I don't expect this ticket to get solved... but I'd just like to add that the very popular php-mode
depends on (require 'cc-mode)
. I used to like to run with company-yasnippet
autocompletion. But that means everything in my menus was polluted. I would type $this->
in PHP and saw stuff like #include <...h>
C++ garbage, as if that was part of my class member variables.
I had to turn off company-yasnippet
autocompletion to get rid of that, since there was no way for me to turn off the default cc-mode snippets.
Perhaps it's worth thinking about this ticket again... Perhaps some kind of YAS configuration variable for the user to be able to say stuff like "If major mode is php-mode, only load snippets for php-mode (not for other modes in the buffer)".
I think variables make the most sense for this. Because some kind of .yas-parents
file on disk is not good enough since YAS can load those from multiple folders (its default folder, the user folders, etc), so it would be hard to configure such a thing inside of a specific folder and figuring out a sane hierarchy. But perhaps doing it via a native Emacs variable would be a good-enough solution. Clearly lots of modes require/derive from other modes, and therefore get nonsense snippets included... ;-\ This problem is saddening.
I would type $this-> in PHP and saw stuff like #include <...h> C++ garbage, as if that was part of my class member variables.
Maybe most of the cc-mode
snippets should be moved to a c-lang-mode
directory, which both c-mode
and c++-mode
would use via .yas-parents
, and then none of the other cc-mode derived modes would get them.

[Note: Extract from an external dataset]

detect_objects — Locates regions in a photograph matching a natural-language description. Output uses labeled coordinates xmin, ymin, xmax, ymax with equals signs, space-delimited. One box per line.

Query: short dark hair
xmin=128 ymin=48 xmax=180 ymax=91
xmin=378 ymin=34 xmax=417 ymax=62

@npostavs that would definitely help. All of the c-specific stuff like #include
and int main
and specific formatted switch
and case
etc which aren’t compatible with all c-like languages could go in there.
See AndreaCrotti/yasnippet-snippets#231
@npostavs Thanks for the great work in that pull request. It definitely clears up the problem quite a lot.
In the future I hope we'll have a configure-variable as mentioned here: https://github.com/joaotavora/yasnippet/issues/580#issuecomment-338540349
I'd definitely run with some kinda yasnippet-no-parent-modes '("php-mode")
which tells YASnippet to never load parent-mode snippets if php-mode is active in a buffer. That way, people could kill all inheritance in certain modes. It'd be the true permanent solution.
We could then setup a php-mode
folder somewhere and just have some neat snippets there. With zero worries about inheriting weird defaults from other modes.
And sure, this kills manual inheritance too, ie if the user creates a snippets folder with php-mode/.yas-parents
... But I guess an even better improvement then would be some kind of yasnippet-no-default-snippets '("php-mode")
that way it would not load anything from the default core. Maybe that's the best solution.
Either of these would be awesome.
Ping: @AndreaCrotti
Use case:
json-mode extends js-mode, I do not want js-snippets in json-mode.